Limitations and Restrictions
Spock has several limitations and restrictions that users should be aware of when designing and implementing replication scenarios.
Superuser Privileges Are Required
Currently, the Spock extension requires superuser privileges to configure replication and administration.
UNLOGGED and TEMPORARY Tables Are Not Replicated
UNLOGGED and TEMPORARY tables will not and cannot be replicated, much
like with physical streaming replication.
One Database at a Time
To replicate multiple databases you must set up individual provider or subscriber relationships for each. There is no way to configure replication for all databases in a PostgreSQL install at once.
PRIMARY KEY or REPLICA IDENTITY Required
UPDATEs and DELETEs cannot be replicated for tables that lack a PRIMARY
KEY or other valid replica identity such as using an index, which must be
unique, not partial, not deferrable, and include only columns marked NOT
NULL. Replication has no way to find the tuple that should be updated or
deleted since there is no unique identifier.

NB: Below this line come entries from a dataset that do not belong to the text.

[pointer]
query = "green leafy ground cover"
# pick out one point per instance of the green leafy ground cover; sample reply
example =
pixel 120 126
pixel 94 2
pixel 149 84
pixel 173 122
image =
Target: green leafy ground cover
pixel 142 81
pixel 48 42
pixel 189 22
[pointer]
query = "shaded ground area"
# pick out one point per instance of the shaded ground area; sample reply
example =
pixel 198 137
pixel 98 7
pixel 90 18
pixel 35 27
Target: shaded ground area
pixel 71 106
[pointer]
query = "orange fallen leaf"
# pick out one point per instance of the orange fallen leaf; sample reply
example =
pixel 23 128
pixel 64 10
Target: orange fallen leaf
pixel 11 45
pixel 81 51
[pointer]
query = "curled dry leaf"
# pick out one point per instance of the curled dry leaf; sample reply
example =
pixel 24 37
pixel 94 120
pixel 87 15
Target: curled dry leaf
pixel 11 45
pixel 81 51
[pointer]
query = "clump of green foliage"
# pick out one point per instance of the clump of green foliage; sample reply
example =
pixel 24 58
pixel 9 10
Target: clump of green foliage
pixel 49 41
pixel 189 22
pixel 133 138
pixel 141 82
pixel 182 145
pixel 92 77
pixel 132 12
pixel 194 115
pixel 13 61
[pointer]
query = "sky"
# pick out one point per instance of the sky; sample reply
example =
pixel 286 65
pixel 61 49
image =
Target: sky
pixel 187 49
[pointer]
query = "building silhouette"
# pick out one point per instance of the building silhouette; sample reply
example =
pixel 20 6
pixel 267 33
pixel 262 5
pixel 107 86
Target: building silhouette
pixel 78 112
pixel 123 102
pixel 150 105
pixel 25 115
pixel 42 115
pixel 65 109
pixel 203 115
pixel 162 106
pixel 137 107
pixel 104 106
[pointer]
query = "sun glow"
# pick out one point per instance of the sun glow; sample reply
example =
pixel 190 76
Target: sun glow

REPLICA IDENTITY FULL is not supported as a standalone replication identity
for UPDATE or DELETE operations. However, it is supported when used in
conjunction with Delta-Apply columns on tables that have a primary key. For
tables without a primary key or Delta-Apply configuration, UPDATE and DELETE
operations require a PRIMARY KEY or explicit REPLICA IDENTITY USING INDEX.
Only One Unique Index or Constraint or PK
If more than one upstream is configured or the downstream accepts local
writes, only one UNIQUE index should be present on downstream replicated
tables. Conflict resolution can only use one index at a time, so conflicting
rows may ERROR if a row satisfies the PRIMARY KEY but violates a UNIQUE
constraint on the downstream side.
You can have additional unique constraints upstream if the downstream consumer gets writes from that upstream and nowhere else. The rule is that the downstream constraints must not be more restrictive than those on the upstream(s).
Partial secondary unique indexes are permitted, but will be ignored for conflict resolution purposes.
spock.check_all_uc_indexes is an experimental
GUC that
adds INSERT conflict resolution by allowing Spock to consider all unique
constraints, not just the primary key or replica identity.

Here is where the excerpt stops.